I have a large C application, and I am trying to follow the style of not including header files from within other header files. Instead, using forward declarations; thus I am trying the following.
// in A.h typedef struct A_ A; typedef struct B_ B; struct A_ { double a; B *b; }; // in B.h typedef struct B_ B; struct B_ { int c; }; // in C.h typedef struct A_ A; typedef struct B_ B; void function_do_something(A*, B*); // in C.c #include "A.h" #include "B.h" #include "C.h" void function_do_something(A* a, B* b) { ... }
This paradigm compiles and runs in Ubuntu 11.10 gcc -- but it gives compiler erros in OpenSUSE gcc that say "redefinition of typedef".
I have been doing my development in Ubunutu and so hadn't realised that this paradigm might be incorrect. Is it just that this is plain wrong and Ubuntu's gcc is being too nice?
Using typedef redeclaration, you can redefine a name that is a previous typedef name in the same scope to refer to the same type. For example: typedef char AChar; typedef char AChar; The typedef redeclaration feature can be enabled by any extended language level.
You can override (localize) typedef by moving them into the class. But C++ requires virtual functions to have the same signature and the return type is part of the signature.
A redefinition is an attempt to redefine the same variable, e.g.: int a = 5; int a = 6; Also. int foo(); is not a definition. It's a declaration.
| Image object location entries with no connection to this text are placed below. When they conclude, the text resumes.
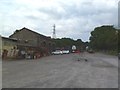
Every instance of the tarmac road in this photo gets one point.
(62, 71)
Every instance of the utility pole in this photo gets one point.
(54, 32)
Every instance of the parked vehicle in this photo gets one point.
(57, 52)
(90, 51)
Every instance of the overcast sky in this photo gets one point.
(73, 18)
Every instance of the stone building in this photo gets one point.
(8, 49)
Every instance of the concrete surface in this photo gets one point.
(62, 71)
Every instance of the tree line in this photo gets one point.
(104, 38)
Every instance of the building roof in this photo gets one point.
(32, 32)
(9, 39)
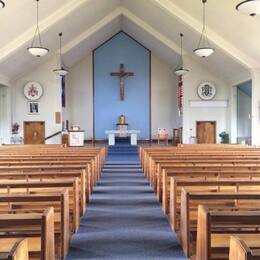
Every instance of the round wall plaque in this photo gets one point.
(206, 90)
(33, 90)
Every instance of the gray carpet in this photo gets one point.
(124, 219)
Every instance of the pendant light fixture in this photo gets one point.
(37, 50)
(2, 3)
(204, 49)
(61, 71)
(249, 7)
(180, 71)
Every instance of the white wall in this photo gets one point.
(163, 97)
(79, 89)
(243, 115)
(5, 117)
(197, 75)
(50, 102)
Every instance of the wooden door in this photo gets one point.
(206, 132)
(34, 132)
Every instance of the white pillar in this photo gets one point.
(255, 106)
(233, 115)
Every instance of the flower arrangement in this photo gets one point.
(15, 128)
(224, 137)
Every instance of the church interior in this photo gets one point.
(129, 129)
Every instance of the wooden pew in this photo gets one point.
(209, 172)
(16, 226)
(17, 250)
(240, 251)
(215, 227)
(51, 174)
(51, 186)
(35, 203)
(189, 210)
(197, 185)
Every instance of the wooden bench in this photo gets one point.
(198, 185)
(16, 226)
(189, 210)
(209, 172)
(50, 186)
(215, 227)
(52, 176)
(239, 250)
(32, 203)
(17, 250)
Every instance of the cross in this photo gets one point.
(122, 74)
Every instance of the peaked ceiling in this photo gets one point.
(155, 23)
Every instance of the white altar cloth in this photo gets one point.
(112, 133)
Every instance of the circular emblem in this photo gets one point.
(206, 91)
(33, 90)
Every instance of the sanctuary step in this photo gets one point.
(122, 140)
(124, 219)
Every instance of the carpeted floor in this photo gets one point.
(124, 219)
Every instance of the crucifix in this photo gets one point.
(122, 74)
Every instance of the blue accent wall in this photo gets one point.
(107, 105)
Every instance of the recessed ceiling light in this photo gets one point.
(249, 7)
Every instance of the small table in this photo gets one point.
(112, 133)
(76, 138)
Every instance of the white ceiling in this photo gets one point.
(155, 23)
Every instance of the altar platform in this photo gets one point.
(113, 133)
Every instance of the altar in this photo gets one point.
(112, 134)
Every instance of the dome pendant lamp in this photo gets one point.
(180, 71)
(249, 7)
(204, 49)
(61, 71)
(37, 50)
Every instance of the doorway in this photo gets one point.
(206, 132)
(34, 132)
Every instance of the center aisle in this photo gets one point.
(124, 219)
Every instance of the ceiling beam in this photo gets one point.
(92, 30)
(156, 34)
(194, 24)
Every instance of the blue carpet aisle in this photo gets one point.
(124, 220)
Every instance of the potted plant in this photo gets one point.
(224, 137)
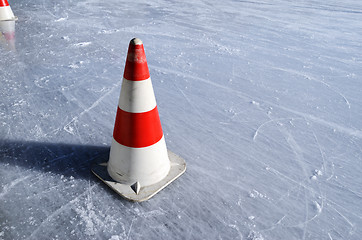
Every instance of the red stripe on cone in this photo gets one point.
(136, 68)
(4, 3)
(137, 129)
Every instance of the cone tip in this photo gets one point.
(136, 41)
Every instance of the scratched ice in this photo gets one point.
(262, 99)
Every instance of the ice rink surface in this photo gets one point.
(262, 99)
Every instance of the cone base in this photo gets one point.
(178, 167)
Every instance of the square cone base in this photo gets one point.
(178, 167)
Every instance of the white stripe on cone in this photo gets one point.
(146, 165)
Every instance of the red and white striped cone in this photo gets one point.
(6, 14)
(7, 30)
(139, 164)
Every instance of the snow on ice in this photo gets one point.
(262, 100)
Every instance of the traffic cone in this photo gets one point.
(6, 14)
(139, 164)
(7, 30)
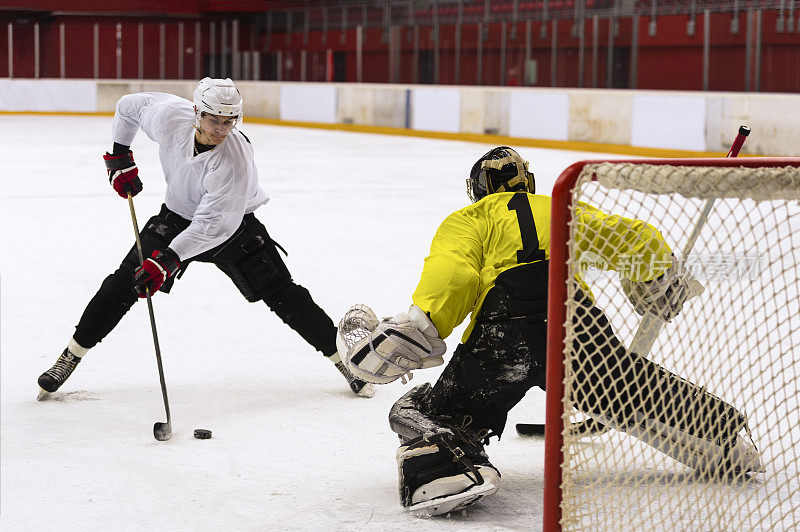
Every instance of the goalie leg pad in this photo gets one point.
(669, 413)
(441, 473)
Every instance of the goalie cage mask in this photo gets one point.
(499, 170)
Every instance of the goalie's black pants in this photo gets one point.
(505, 356)
(249, 258)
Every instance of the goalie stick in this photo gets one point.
(580, 429)
(651, 325)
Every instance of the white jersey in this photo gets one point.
(214, 190)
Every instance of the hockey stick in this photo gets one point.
(651, 325)
(580, 429)
(161, 431)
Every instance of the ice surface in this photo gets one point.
(292, 447)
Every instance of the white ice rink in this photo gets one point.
(292, 448)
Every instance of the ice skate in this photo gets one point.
(441, 473)
(52, 379)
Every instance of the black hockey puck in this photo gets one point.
(202, 434)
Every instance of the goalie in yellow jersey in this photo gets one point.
(490, 259)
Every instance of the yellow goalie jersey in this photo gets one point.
(508, 229)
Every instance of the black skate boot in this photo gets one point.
(54, 377)
(442, 473)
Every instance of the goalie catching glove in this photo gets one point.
(663, 296)
(387, 350)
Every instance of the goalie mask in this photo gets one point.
(217, 97)
(499, 170)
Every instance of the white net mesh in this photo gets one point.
(739, 340)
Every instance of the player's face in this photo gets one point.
(216, 128)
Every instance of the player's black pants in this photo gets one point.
(505, 356)
(249, 258)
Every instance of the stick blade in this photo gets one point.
(162, 431)
(530, 429)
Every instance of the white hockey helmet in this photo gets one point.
(218, 97)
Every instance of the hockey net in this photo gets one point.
(738, 341)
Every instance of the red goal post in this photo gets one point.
(562, 209)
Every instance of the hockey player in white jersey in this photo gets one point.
(207, 216)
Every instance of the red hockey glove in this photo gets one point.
(122, 171)
(155, 270)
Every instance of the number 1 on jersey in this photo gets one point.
(530, 251)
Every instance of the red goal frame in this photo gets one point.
(561, 212)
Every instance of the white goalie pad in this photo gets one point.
(705, 456)
(386, 350)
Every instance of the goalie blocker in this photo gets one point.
(387, 350)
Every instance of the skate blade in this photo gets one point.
(452, 503)
(367, 391)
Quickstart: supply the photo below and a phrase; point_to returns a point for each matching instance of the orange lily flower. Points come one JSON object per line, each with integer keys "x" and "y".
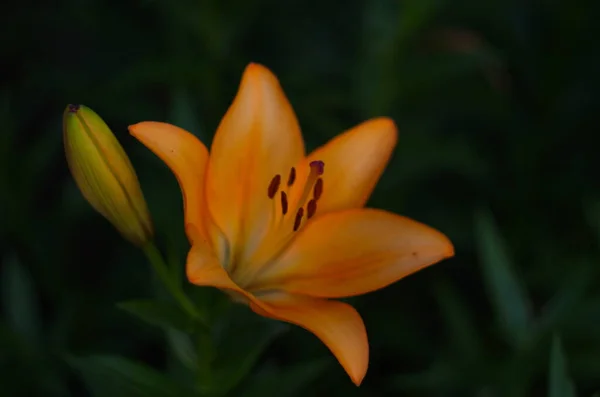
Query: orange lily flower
{"x": 284, "y": 232}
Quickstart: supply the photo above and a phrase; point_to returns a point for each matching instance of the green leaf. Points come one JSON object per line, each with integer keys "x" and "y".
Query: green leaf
{"x": 183, "y": 348}
{"x": 159, "y": 313}
{"x": 113, "y": 376}
{"x": 238, "y": 351}
{"x": 290, "y": 382}
{"x": 182, "y": 114}
{"x": 19, "y": 300}
{"x": 559, "y": 383}
{"x": 461, "y": 327}
{"x": 507, "y": 295}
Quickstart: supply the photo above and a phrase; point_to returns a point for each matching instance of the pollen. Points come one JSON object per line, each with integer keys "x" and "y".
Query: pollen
{"x": 274, "y": 186}
{"x": 284, "y": 204}
{"x": 299, "y": 203}
{"x": 292, "y": 177}
{"x": 298, "y": 219}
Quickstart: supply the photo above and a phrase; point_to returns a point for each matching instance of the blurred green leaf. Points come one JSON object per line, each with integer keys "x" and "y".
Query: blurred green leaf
{"x": 183, "y": 115}
{"x": 559, "y": 383}
{"x": 184, "y": 349}
{"x": 19, "y": 300}
{"x": 505, "y": 290}
{"x": 162, "y": 314}
{"x": 463, "y": 330}
{"x": 290, "y": 381}
{"x": 239, "y": 352}
{"x": 112, "y": 376}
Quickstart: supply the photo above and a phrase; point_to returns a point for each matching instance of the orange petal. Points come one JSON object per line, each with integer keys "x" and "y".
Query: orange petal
{"x": 354, "y": 162}
{"x": 187, "y": 157}
{"x": 337, "y": 324}
{"x": 258, "y": 138}
{"x": 353, "y": 252}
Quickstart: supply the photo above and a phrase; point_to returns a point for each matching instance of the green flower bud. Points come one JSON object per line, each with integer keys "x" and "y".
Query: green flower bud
{"x": 104, "y": 173}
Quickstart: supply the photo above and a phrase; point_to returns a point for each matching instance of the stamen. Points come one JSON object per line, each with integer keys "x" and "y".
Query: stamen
{"x": 317, "y": 166}
{"x": 274, "y": 186}
{"x": 316, "y": 169}
{"x": 318, "y": 189}
{"x": 292, "y": 177}
{"x": 311, "y": 208}
{"x": 283, "y": 203}
{"x": 298, "y": 219}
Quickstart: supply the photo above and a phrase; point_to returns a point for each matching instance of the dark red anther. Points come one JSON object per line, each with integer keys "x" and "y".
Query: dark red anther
{"x": 318, "y": 189}
{"x": 311, "y": 208}
{"x": 292, "y": 177}
{"x": 298, "y": 219}
{"x": 283, "y": 203}
{"x": 318, "y": 166}
{"x": 274, "y": 186}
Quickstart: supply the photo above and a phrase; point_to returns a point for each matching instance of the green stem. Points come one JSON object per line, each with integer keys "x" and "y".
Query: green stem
{"x": 161, "y": 269}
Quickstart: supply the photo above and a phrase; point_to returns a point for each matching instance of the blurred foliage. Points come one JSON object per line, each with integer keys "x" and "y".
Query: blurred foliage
{"x": 496, "y": 103}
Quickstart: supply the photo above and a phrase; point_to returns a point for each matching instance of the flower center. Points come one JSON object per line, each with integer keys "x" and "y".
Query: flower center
{"x": 314, "y": 185}
{"x": 292, "y": 207}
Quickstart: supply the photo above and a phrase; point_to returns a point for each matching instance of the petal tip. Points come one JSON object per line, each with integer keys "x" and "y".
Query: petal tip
{"x": 358, "y": 377}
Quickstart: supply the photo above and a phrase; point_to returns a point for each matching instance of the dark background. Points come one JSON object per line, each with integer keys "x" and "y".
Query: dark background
{"x": 496, "y": 103}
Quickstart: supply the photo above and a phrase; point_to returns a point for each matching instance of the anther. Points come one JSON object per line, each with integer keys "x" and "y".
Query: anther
{"x": 298, "y": 219}
{"x": 292, "y": 177}
{"x": 311, "y": 208}
{"x": 73, "y": 108}
{"x": 318, "y": 189}
{"x": 274, "y": 186}
{"x": 283, "y": 203}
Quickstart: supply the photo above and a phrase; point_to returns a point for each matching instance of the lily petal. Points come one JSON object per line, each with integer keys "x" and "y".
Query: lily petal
{"x": 258, "y": 138}
{"x": 337, "y": 324}
{"x": 187, "y": 158}
{"x": 354, "y": 162}
{"x": 353, "y": 252}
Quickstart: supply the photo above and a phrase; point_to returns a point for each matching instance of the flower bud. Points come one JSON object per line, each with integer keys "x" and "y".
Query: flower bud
{"x": 104, "y": 173}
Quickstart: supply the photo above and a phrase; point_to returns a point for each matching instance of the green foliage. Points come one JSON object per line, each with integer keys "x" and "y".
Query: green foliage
{"x": 559, "y": 383}
{"x": 496, "y": 104}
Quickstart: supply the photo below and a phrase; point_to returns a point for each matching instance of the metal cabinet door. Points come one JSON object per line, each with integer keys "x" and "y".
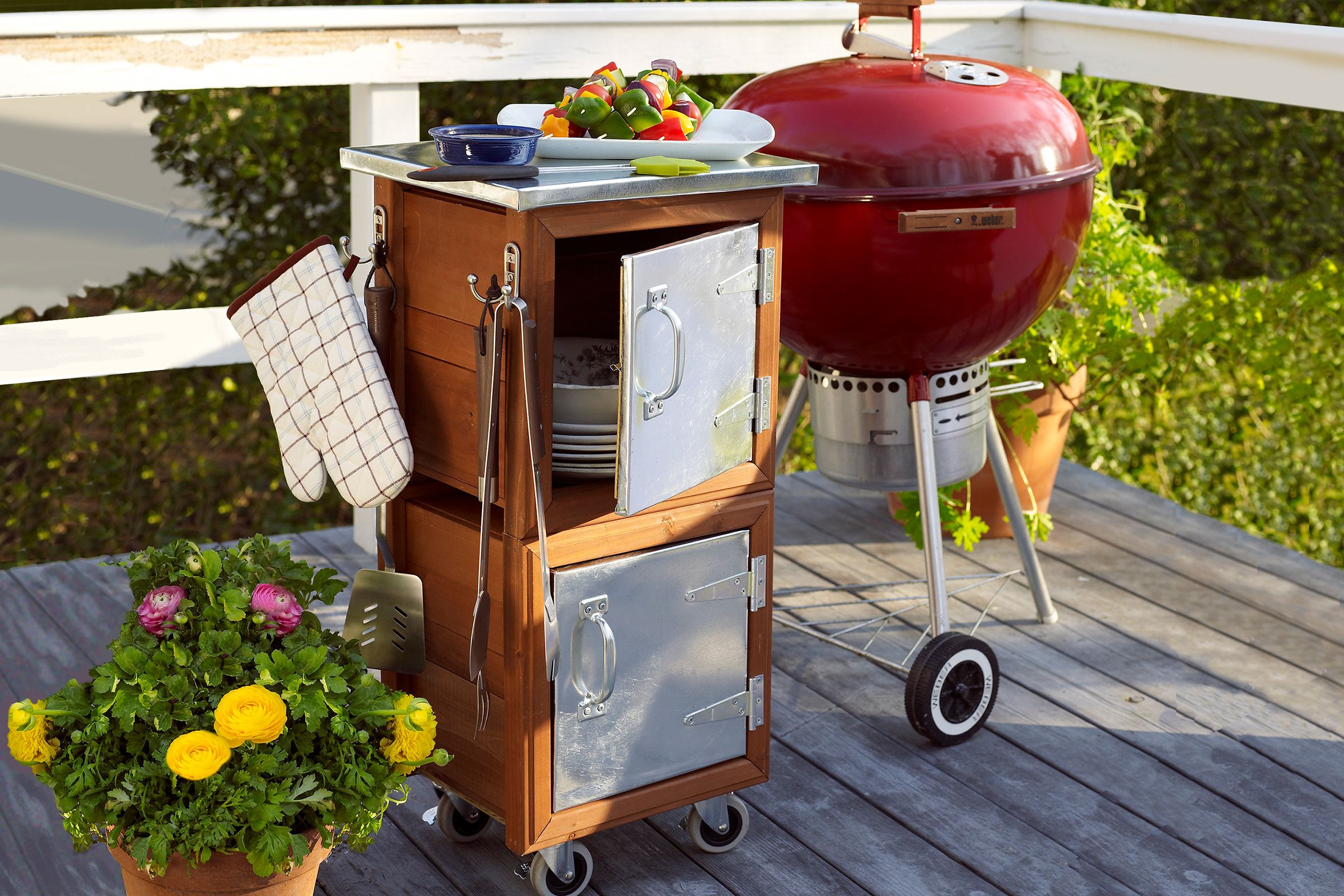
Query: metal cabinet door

I was surprised by this because I'm fairly sure that redeclaring the same typedef in the same scope is legal in C++, but apparently it is not legal in C prior to the 2011 standard.
First, typedef names have no linkage:
ISO/IEC 9899:1999 + TC3 6.2.6/6:
The following identifiers have no linkage: an identifier declared to be anything other than an object or a function [...]
and 6.7/3:
If an identifier has no linkage, there shall be no more than one declaration of the identifier (in a declarator or type specifier) with the same scope and in the same name space, except for tags as specified in 6.7.2.3.
So you need to ensure that each typedef declaration appears only once at file scope in each translation unit.
The 2011 C standard allows redeclaration of typedef names. 6.7 3 says:
… a typedef name may be redefined to denote the same type as it currently does, provided that type is not a variably modified type;…
One piece of the idiom is missing. The forward declarations are independent from the definitions, so they should be in a separate header file.
// a_fwd.h #ifndef A_FWD_H #define A_FWD_H typedef struct A_ A; #endif // a.h #ifndef A_H #define A_H #include "a_fwd.h" struct A_ { }; #endif
Now it's always safe to include any headers in any order.
It is illegal to have two definitions of anything. A typedef is a definition, not just a declaration, so the one compiler was being quite lax to allow the redundancy.